Neo
Neo

Reputation: 3735

How to write a simple "page fault generator"?

For my course project on Linux Kernel, I need to simulate a situation where there is a lot of page swapping due to low memory.

I want to write a program which needs a lot of physical memory, so that pages accessed by this program have to be swapped in and out multiple times.

Upvotes: 6

Views: 2986

Answers (2)

VAndrei
VAndrei

Reputation: 5600

Of, so first of all you really need to allocate a buffer larger than your RAM size. I hope you run on a 64bit OS or you have PAE enabled. If have let's say 4GB of RAM, you need something like:

double* pBigArray = (double*)malloc(sizeof(double) * 536870912); 
// You actually need more than that. This is just 4GB.

Now, just having an array, larger than your RAM size is not enough. It matters how you access it.
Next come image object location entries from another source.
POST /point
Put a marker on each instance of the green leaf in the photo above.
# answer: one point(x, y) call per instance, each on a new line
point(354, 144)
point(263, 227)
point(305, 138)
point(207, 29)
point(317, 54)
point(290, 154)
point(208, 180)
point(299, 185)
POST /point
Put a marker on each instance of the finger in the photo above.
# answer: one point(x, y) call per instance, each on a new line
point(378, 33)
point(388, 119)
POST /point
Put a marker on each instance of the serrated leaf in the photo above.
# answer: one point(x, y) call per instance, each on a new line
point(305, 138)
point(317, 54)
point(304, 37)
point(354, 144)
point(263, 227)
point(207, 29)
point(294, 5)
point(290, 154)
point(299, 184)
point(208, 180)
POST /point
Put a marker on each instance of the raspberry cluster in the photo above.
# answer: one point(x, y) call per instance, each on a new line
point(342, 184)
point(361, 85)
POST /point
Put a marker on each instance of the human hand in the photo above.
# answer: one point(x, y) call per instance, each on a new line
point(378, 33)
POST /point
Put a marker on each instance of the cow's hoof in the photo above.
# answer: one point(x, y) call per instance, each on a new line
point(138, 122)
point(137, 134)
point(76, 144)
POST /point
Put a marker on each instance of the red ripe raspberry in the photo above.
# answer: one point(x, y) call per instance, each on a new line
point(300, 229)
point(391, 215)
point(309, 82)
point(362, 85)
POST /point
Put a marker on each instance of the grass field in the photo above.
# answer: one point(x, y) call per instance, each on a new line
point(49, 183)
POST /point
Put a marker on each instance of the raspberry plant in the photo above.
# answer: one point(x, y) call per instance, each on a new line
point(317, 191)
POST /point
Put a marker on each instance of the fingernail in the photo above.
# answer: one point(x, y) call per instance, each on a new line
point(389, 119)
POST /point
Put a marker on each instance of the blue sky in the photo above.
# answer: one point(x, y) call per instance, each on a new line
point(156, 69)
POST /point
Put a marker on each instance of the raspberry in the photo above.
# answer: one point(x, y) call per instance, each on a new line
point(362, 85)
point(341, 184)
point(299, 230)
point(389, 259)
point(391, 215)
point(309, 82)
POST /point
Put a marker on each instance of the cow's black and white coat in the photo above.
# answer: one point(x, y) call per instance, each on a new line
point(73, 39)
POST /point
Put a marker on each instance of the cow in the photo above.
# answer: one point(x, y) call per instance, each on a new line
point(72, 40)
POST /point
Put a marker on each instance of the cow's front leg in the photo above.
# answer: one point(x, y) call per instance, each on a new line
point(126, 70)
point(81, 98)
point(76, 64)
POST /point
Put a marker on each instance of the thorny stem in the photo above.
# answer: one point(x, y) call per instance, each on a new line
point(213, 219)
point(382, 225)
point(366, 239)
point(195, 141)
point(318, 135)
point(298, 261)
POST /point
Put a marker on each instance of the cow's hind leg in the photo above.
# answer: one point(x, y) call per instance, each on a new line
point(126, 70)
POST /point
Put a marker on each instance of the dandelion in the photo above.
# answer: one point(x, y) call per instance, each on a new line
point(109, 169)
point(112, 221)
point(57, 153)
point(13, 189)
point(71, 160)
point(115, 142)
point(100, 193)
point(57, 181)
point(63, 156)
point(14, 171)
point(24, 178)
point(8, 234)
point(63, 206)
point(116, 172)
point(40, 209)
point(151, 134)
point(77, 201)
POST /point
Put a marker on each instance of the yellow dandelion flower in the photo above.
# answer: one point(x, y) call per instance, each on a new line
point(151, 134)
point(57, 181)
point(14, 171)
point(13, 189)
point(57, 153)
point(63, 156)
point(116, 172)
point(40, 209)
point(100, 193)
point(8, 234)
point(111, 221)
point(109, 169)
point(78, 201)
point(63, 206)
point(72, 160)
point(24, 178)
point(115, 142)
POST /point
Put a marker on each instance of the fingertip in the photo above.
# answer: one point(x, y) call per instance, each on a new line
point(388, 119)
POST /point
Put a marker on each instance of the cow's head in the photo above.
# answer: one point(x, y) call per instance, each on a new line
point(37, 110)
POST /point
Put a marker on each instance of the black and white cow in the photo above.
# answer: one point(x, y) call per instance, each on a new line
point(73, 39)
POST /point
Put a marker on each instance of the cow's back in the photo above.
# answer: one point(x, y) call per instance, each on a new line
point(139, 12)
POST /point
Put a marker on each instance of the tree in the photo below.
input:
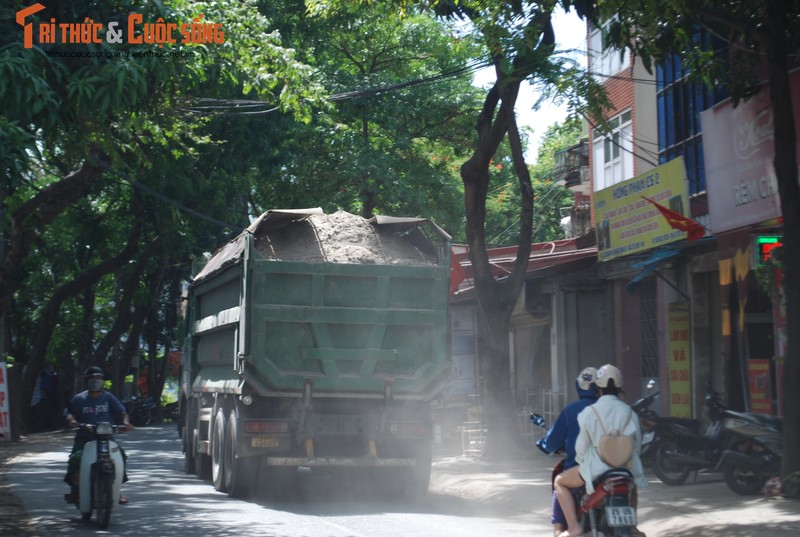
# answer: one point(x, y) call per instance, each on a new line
point(503, 200)
point(761, 34)
point(519, 42)
point(73, 128)
point(401, 102)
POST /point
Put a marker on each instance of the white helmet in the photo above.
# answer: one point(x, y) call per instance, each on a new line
point(586, 378)
point(609, 372)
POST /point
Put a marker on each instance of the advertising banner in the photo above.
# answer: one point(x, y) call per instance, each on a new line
point(627, 223)
point(738, 148)
point(5, 415)
point(759, 384)
point(680, 365)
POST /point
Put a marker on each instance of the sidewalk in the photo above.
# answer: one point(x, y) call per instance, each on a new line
point(13, 518)
point(698, 508)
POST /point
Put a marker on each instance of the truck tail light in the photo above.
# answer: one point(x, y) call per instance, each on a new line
point(265, 426)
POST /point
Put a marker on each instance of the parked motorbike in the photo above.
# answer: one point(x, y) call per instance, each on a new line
point(140, 411)
point(608, 510)
point(648, 421)
point(746, 447)
point(101, 474)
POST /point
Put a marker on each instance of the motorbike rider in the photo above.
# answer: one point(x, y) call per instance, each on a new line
point(90, 407)
point(615, 414)
point(564, 433)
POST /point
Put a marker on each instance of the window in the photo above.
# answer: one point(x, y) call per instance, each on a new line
point(679, 103)
point(613, 153)
point(605, 64)
point(648, 328)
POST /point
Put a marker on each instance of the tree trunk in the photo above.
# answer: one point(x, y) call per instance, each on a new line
point(49, 318)
point(786, 172)
point(37, 212)
point(496, 300)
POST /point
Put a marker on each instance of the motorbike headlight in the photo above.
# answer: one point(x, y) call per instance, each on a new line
point(105, 428)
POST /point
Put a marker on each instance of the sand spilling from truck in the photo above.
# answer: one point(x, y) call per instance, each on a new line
point(340, 237)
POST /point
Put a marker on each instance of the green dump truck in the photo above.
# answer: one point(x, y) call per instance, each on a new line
point(316, 341)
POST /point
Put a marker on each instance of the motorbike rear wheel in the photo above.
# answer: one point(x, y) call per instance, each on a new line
point(104, 499)
point(742, 480)
point(670, 472)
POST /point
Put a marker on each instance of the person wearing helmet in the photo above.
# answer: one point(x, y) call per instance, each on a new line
point(616, 414)
point(90, 407)
point(564, 433)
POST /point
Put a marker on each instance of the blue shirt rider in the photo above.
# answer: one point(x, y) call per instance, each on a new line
point(90, 407)
point(564, 432)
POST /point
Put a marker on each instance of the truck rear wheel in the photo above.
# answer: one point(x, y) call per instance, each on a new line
point(239, 476)
point(218, 451)
point(186, 445)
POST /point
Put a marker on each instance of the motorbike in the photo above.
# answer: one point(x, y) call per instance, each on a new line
point(101, 474)
point(140, 411)
point(746, 447)
point(648, 421)
point(608, 511)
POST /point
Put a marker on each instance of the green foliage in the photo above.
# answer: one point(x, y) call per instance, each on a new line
point(503, 201)
point(388, 142)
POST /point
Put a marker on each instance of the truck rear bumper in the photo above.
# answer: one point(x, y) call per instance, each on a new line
point(352, 462)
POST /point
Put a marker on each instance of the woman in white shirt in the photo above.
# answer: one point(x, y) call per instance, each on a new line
point(615, 414)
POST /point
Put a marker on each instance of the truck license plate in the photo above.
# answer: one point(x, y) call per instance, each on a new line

If you just read elements consecutively, the hardware prefetchers in your CPU will bring some of the data your program will read, into the cache.
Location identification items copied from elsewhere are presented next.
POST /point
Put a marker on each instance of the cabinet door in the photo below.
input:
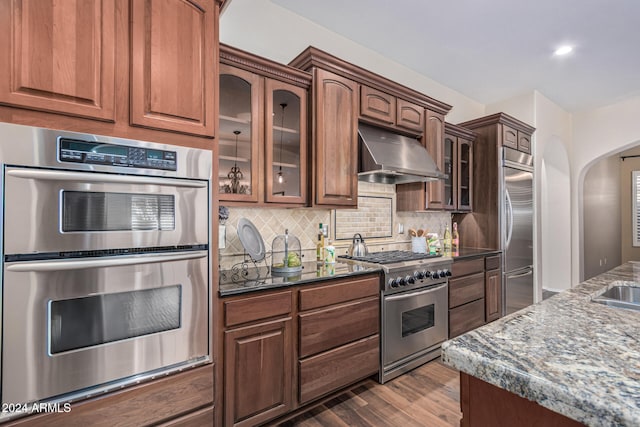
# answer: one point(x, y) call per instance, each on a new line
point(449, 185)
point(509, 137)
point(410, 116)
point(258, 370)
point(336, 140)
point(172, 59)
point(59, 56)
point(240, 135)
point(493, 295)
point(524, 142)
point(464, 174)
point(377, 105)
point(434, 135)
point(286, 143)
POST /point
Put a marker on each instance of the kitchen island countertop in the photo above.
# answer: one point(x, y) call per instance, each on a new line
point(568, 354)
point(243, 280)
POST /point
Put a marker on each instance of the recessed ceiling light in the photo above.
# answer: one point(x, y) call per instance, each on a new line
point(563, 50)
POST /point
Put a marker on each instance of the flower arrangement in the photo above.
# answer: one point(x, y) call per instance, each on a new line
point(223, 214)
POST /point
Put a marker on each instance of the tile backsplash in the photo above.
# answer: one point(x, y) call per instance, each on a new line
point(375, 217)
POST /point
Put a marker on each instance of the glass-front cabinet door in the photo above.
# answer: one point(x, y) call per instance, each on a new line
point(449, 184)
point(465, 174)
point(239, 141)
point(285, 143)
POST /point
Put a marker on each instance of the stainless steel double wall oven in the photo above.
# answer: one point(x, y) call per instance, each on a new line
point(106, 272)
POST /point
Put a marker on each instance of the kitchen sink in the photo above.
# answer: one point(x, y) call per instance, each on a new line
point(621, 296)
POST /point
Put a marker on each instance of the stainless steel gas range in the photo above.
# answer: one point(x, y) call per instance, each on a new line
point(414, 308)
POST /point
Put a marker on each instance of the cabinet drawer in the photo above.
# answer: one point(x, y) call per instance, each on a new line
point(466, 289)
point(332, 327)
point(509, 137)
point(410, 116)
point(492, 262)
point(467, 266)
point(524, 142)
point(337, 368)
point(249, 309)
point(377, 105)
point(340, 292)
point(466, 317)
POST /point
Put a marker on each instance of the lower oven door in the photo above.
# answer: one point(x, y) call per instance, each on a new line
point(413, 321)
point(73, 324)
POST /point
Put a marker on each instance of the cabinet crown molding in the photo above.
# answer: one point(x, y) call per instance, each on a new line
point(459, 131)
point(498, 118)
point(264, 67)
point(314, 57)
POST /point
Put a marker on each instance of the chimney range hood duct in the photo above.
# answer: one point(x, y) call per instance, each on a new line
point(390, 158)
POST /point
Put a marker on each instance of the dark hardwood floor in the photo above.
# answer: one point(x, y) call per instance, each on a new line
point(427, 396)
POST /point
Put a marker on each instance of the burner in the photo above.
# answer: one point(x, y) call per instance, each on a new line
point(389, 257)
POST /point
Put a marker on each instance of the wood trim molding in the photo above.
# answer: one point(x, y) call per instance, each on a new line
point(459, 131)
point(499, 118)
point(314, 57)
point(264, 67)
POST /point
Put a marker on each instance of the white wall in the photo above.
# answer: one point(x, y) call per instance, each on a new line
point(552, 186)
point(268, 30)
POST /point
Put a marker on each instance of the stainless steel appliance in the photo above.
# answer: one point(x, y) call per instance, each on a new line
point(517, 230)
point(106, 272)
point(414, 308)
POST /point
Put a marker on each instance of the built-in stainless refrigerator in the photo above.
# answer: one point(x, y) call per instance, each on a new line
point(517, 230)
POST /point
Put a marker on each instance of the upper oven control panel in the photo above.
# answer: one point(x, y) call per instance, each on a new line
point(99, 153)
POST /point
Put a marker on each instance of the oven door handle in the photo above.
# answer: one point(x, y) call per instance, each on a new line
point(57, 265)
point(414, 294)
point(102, 178)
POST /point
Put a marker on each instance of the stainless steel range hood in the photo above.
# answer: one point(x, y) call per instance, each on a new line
point(390, 158)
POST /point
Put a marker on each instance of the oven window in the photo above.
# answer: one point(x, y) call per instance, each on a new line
point(95, 211)
point(418, 319)
point(88, 321)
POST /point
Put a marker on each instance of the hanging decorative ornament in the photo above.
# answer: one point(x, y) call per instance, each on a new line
point(235, 175)
point(280, 176)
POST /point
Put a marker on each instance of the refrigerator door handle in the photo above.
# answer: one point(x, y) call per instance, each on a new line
point(526, 272)
point(509, 218)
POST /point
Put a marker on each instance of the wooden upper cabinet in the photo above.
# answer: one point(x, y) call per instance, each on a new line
point(285, 143)
point(336, 143)
point(434, 135)
point(524, 142)
point(509, 137)
point(59, 56)
point(410, 115)
point(172, 59)
point(240, 135)
point(377, 105)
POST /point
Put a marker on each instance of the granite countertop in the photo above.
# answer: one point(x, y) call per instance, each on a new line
point(568, 354)
point(250, 279)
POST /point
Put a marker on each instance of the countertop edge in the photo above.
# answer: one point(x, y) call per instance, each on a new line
point(472, 354)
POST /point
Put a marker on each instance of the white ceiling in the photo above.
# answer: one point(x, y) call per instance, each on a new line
point(492, 50)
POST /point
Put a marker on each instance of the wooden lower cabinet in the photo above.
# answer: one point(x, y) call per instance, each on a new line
point(337, 368)
point(202, 417)
point(484, 404)
point(284, 349)
point(258, 365)
point(475, 293)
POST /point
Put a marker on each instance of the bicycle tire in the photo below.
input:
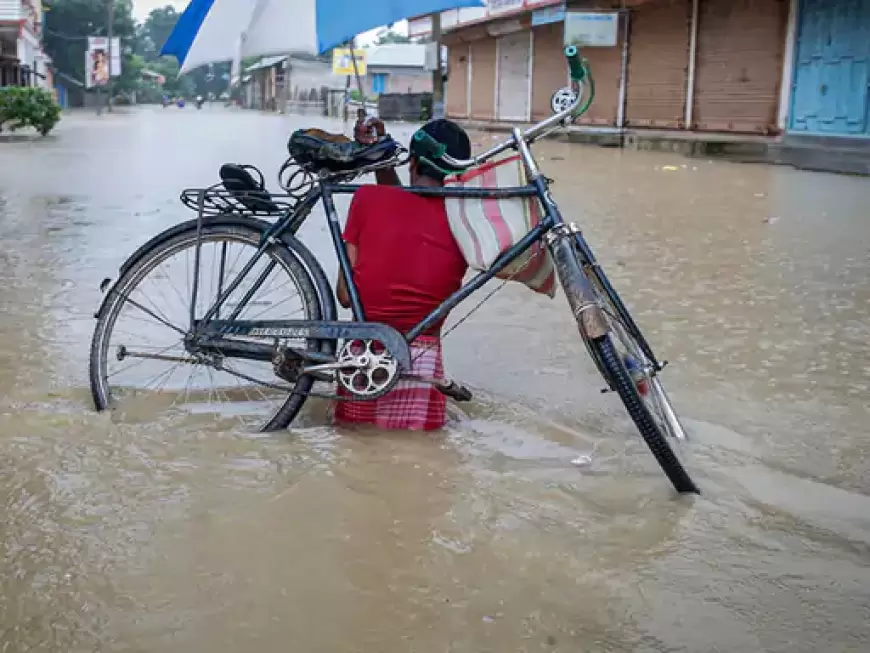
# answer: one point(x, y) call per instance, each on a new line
point(292, 255)
point(621, 381)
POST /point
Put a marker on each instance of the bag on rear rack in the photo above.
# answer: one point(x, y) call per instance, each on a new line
point(318, 150)
point(484, 228)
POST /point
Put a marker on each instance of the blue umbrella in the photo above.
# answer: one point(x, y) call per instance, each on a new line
point(222, 30)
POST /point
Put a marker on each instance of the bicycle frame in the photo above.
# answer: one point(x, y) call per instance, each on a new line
point(552, 227)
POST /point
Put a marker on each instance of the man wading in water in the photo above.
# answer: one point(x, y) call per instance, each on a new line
point(405, 262)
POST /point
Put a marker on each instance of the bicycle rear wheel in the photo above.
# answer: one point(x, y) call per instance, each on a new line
point(138, 354)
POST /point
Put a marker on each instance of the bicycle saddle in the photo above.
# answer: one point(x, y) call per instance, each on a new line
point(319, 150)
point(245, 189)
To generate many page faults, you need to read from an address that is not in the RAM.

To do that this is a simple method, by reading from the array randomly:

double lfBigChecksum = 0.0;
while (true)
{
   int iIndex = rand() % BUFFER_SIZE;
   lfBigChecksum += pBigArray[iIndex];
}

If you have an array of 8GB and 4GB of RAM, half of the reads will be page faults (and served from the swap space in the hard disk).

Upvotes: 5

You can eat up a ton of memory just by dynamically allocating tons of space and not using it. IE in C++ you can do

int *foo = new int[10000000];

Which will just eat up 40MB (assuming your ints are 4 btyes) and do nothing with it. Do this a couple of times (you may need to spread it out over several processes) and you'll eat up your RAM fast.